Ich bin von Anfang an dabei.

Zumindest fühlt es sich so an.

Meine Reise begann 2009. Ich stolperte im Internet über einen Artikel in dem austrainierte Sportler komische Rundgewichte herum schleuderten.

Hättest du mir damals erzählt, dass ich ein paar Jahre später mit einigen dieser Typen aus dem Artikel in einer Halle stehe und selbst Kettlebells schleudere, hätte ich dir nicht geglaubt.

Wie die meisten, die heute mit Kettlebells trainieren, hatte ich meinen Hintergrund an Trainingserfahrung aus einem traditionellen Fitnessstudio.

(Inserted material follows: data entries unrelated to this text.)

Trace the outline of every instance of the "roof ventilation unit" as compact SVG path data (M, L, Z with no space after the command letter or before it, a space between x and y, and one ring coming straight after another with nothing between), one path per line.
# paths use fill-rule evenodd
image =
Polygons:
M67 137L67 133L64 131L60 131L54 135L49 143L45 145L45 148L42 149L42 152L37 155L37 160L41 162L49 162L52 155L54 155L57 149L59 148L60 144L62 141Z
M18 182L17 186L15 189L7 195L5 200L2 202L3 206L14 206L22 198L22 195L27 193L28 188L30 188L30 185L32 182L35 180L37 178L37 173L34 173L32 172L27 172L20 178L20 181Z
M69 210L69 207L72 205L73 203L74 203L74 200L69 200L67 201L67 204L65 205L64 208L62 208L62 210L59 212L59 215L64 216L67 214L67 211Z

Bist du es gewohnt deine Muskeln isoliert zu trainieren und du stolperst durch Zufall über die Kettlebell, kann es passieren, dass du dir sofort einen Virus einfängst.

Und zwar den Kettebell Virus.

Ich bin mir ziemlich sicher, du weißt wie sich dieser Virus anfühlt. Flexe einfach kurz deinen Oberarm, wenn du weißt was ich meine. 🙂

Rückblickend ist es die coolste Reise meines Lebens, mit einigen Auswirkungen:

  • Ich habe meinen Job gekündigt
  • Mein eigenes Kettlebell Studio eröffnet
  • Mich als Trainer extrem weiterentwickelt
  • Unterwegs viele gute Trainer kennengelernt und neue Freunde gewonnen

Und am allerwichtigsten – ich habe den Kettlebell Virus verbreitet.

Und zwar so richtig!

Wie habe ich das angestellt?
[den Rest auch noch lesen…]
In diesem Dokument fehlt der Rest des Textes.